학술논문

Geometric Markov Chain Monte Carlo
Document Type
Electronic Thesis or Dissertation
Source
Subject
Language
English
Abstract
This thesis discusses Markov Chain Monte Carlo (MCMC) sampling algorithms which make use of differential geometry to improve performance. In particular, new sampling algorithms are introduced which exploit the dual geometry of statistical models developed by Amari, Chentsov and other authors in the field of Information Geometry. Previous work on differential-geometric MCMC has only used Riemannian geometry, i.e. without the dual structures studied in Information Geometry. Background chapters of the thesis discuss the development of Information Geometry by formulating statistical models as manifolds of data-generating measures. We review how Bregman divergences on such manifolds give rise to the dually-flat structure of Information Geometry, with examples provided by exponential families. Furthermore, Bayes' theorem is recast in a co-ordinate free form. Two novel sampling algorithms are introduced, called Orthogonal Gibbs and Orthogonal Gradient, which make use of dually-flat geometry. The Orthogonal Gibbs algorithm samples primal variables conditionally on dual variables and vice versa; similarly Orthogonal Gradient moves along the primal geodesic whose tangent vector is proportional to the gradient of the target log-density, and samples recursively on an m-flat submanifold orthogonal to the e-flat geodesic. We show that both algorithms move in directions in parameter space which are orthogonal with respect to the Riemannian metric.
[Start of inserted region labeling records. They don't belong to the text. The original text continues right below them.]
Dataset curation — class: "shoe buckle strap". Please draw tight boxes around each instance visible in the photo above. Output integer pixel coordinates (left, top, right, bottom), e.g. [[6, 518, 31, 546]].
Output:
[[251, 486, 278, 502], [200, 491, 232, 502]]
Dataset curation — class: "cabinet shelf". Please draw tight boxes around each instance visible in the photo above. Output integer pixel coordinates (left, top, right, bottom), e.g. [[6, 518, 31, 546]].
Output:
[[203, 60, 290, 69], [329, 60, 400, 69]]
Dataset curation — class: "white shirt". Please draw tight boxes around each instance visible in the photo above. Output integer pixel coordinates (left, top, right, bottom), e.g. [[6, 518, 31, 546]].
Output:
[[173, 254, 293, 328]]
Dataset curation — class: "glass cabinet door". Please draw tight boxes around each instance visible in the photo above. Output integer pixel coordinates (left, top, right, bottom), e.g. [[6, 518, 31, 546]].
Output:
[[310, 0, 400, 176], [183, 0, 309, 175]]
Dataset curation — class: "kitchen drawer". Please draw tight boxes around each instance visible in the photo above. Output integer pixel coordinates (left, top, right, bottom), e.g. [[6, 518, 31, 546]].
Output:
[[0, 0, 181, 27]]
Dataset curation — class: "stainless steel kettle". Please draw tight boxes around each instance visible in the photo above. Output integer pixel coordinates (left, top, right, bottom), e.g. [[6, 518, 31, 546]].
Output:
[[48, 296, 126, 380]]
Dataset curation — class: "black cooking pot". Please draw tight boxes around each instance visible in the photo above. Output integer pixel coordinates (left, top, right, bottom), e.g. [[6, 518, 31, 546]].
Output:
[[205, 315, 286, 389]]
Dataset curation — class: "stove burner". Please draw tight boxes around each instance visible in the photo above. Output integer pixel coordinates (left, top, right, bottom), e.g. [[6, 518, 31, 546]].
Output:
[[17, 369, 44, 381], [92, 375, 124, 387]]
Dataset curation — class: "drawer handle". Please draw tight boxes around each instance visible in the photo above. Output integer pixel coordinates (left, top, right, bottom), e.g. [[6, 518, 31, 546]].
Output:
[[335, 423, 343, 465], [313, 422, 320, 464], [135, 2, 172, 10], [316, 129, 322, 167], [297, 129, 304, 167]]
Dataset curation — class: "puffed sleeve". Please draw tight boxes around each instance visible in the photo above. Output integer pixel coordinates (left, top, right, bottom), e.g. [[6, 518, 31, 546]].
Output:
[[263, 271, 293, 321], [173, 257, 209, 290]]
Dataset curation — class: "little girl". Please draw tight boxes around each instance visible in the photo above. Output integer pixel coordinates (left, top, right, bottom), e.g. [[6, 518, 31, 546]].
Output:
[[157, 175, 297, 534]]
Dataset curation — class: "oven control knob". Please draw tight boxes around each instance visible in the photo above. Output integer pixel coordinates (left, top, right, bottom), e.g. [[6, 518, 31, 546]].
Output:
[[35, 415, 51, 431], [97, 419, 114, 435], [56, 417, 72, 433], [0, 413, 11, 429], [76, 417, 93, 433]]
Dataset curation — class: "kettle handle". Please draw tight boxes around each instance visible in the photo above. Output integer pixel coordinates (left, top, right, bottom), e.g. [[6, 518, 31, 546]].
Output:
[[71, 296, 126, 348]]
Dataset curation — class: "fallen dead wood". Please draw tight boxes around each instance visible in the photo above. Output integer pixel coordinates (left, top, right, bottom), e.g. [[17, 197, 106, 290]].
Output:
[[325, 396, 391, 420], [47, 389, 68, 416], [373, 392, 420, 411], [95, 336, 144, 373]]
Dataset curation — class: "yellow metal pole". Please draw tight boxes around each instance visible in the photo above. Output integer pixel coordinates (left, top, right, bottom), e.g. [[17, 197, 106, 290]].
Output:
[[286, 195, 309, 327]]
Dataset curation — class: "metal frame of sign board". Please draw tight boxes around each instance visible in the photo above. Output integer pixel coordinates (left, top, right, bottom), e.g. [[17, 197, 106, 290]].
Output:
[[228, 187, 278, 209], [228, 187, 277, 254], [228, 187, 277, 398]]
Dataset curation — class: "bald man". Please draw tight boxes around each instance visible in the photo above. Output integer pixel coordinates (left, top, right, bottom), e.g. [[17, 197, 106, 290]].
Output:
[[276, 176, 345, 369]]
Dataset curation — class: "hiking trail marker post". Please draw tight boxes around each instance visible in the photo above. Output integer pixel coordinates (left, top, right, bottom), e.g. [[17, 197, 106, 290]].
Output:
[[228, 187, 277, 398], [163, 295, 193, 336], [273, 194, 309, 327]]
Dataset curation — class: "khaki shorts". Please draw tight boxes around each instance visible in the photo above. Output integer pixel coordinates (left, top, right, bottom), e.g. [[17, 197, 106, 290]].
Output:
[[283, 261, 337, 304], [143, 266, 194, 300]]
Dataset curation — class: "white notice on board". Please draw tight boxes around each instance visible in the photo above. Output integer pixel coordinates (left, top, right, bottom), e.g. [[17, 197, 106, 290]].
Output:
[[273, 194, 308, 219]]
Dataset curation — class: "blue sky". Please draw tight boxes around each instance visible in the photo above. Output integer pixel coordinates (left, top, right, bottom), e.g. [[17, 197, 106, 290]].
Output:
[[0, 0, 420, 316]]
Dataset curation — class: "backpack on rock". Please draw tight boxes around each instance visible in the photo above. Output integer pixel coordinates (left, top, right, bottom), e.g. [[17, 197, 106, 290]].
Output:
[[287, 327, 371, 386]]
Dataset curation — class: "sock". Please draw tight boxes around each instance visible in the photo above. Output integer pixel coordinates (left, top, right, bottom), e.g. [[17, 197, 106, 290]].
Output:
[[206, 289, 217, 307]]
Furthermore, we show that when applied to a multivariate Gaussian target distribution, the Orthogonal Gibbs and Orthogonal Gradient algorithm respectively reduce to the Gaussian Elimination and Conjugate Gradient solvers for linear systems with added stochastic terms in the updates to the solution. The latter finding reflects work by previous authors on the connection between MCMC and optimization, including that of Fox and Parker. We show that the Orthogonal Gibbs algorithm produces independent samples for multivariate Gaussian targets, and produce numerical results suggesting the analogous result for Orthogonal Gradient. Finally, we present numerical results for a non-Gaussian target distribution for which the novel algorithms have favourable effective sample sizes compared to the No U-Turn Sampler (NUTS).